Depending on whether you want to take a more passive or aggressive approach, the Rambam (Hilchot Deot 1:7) gives the roadmap on how to bring lasting change. After discussing certain Deot he asks how one can instill them as permanent. He answers that one should repeat the same action or behavior continually until it becomes easy to perform. The key to the Rambam is repetition, the only remedy to reach a place of easy action.

The fundamental question, though, is, why should we change? As someone once said, look for the reason and you will know why. Based on passages from the Jerusalem and Babylonian Talmud, a phrase has emerged–“Meshaneh makom, meshaneh mazal”–“Change your place and you’ll change your luck.” Besides Makom meaning place, it is also one of God’s names. The Midrash (Bereishis Rabbah 68:5) explains, “He is the place of the world, and the world is not His place. God is not found in any particular location, rather, God is immanent in all places.”

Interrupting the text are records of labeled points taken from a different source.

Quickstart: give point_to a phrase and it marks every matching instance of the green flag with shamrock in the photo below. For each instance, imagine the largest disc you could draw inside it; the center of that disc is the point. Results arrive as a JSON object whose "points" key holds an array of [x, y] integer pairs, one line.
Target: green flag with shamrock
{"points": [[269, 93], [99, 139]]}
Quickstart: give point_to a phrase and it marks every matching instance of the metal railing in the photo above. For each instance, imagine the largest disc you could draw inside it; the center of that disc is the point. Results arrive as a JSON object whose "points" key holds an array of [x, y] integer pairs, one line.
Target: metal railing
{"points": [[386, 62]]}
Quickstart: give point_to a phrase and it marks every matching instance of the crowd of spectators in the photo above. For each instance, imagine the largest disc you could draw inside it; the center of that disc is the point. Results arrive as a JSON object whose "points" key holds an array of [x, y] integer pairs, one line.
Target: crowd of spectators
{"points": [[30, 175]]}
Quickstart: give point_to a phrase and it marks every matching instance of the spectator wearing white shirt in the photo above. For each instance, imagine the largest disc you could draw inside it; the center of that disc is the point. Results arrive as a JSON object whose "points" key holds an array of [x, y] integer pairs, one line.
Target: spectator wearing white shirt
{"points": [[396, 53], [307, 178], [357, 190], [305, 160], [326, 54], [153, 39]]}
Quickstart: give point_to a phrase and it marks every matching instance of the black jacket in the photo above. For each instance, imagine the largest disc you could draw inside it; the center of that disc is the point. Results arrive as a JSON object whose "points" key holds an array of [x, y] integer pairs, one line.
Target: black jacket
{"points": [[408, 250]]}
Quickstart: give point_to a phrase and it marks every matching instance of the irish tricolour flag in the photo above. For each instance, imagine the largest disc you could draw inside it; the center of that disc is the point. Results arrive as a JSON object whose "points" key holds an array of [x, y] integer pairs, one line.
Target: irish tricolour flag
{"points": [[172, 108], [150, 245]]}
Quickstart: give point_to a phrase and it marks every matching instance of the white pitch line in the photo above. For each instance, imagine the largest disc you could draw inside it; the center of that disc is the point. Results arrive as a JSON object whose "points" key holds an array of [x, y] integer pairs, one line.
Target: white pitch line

We can therefore suggest a new interpretation of the expression: If you change your actions towards Makom, a God that is above time and place and found everywhere, it reasons that your fortune will change as well.

This can explain another Mishna (Avot 3:10) where the word Makom is used. “Rabbi Chanina the son of Dosa would say: “One who is pleasing to his fellow men, is pleasing to God. But one who is not pleasing to his fellow men, is not pleasing to God.”

Therefore, it may be suggested that it is specifically the God who is Makom that lives above time and place and exists everywhere that takes pleasure in the case where a man has changed his actions towards his fellow man to the extent that he is viewed well by everyone. This means the person is more on the level of acquiring a good name where it’s said in another Mishna (Avot 4:17), “Rabbi Shimon says there are three crowns: the crown of Torah and the crown of priesthood and the crown of kingship (civil rule)…and the crown of a good name rises above them all.”

There’s another reason to change and it’s based on two related ideas. Firstly, the idea that God, Torah and Israel are one is brought down in the name of the Zohar (see Rabbi Luzzatto’s commentary to the Idra Rabba). Secondly, there is another idea of the Zohar (Zohar Chadash, Song of Songs 91b), that says each person in Bnei Yisrael has a letter of the Torah that his neshama is connected to and the roshei tevot of the Hebrew spelling of the word Israel (there are 600,000 letters in the Torah) a number that corresponds to the number of souls in Israel. This being the case, when an individual person makes a change in his “letter” this impacts the other letters and God Himself who is wrapped up within the Torah. That’s what the Gemara (Eruvin 13b) means when it states, “These and these are the words of the living God.” Everyone has his own letter, and each speaks the truth through his own experience. In essence there’s a symphony taking place and this is why the Torah, as mentioned in last week’s parsha, is called “Shira.” Every change, thought, and nuance that man assumes is transforming an organic Torah that is evolving based on human experience.

I believe there is no greater example of change than making a shidduch. One can make claim that at creation Adam didn’t have to really run after Chava for she was created out of him. After the sin the world has become more categorized by the verse, “For man is born to toil” (Job 5:7).

However, there is no greater chance to change yourself than by going through the dating process.

Thousands of interactions between “letters of the Torah” are going on week to week. People are learning how they don’t want to be–following the Einstein model–while some are impressed by what they see and choose to adopt new behaviors. No matter how it turns out, people are changing and so are their “letters in the Torah.” No one says it doesn’t involve heartache, but in being a part of this phenomenon, one is showing God that he wants to change by learning from others which in turn will allow God, Makom, to initiate change in return.

A few months ago I went out with a very nice girl. She told me my name isn’t Steven anymore but Shlomo Yosef (my Hebrew name). It took me a little time to process, but I appreciated the thought, after all one’s essence is tied to his Hebrew name. Not long after it ended, I was inspired to write an article about Shlomo HaMelech. Whether I was consciously or subconsciously affected, something inside of me was touched and it manifested itself in an article about my namesake.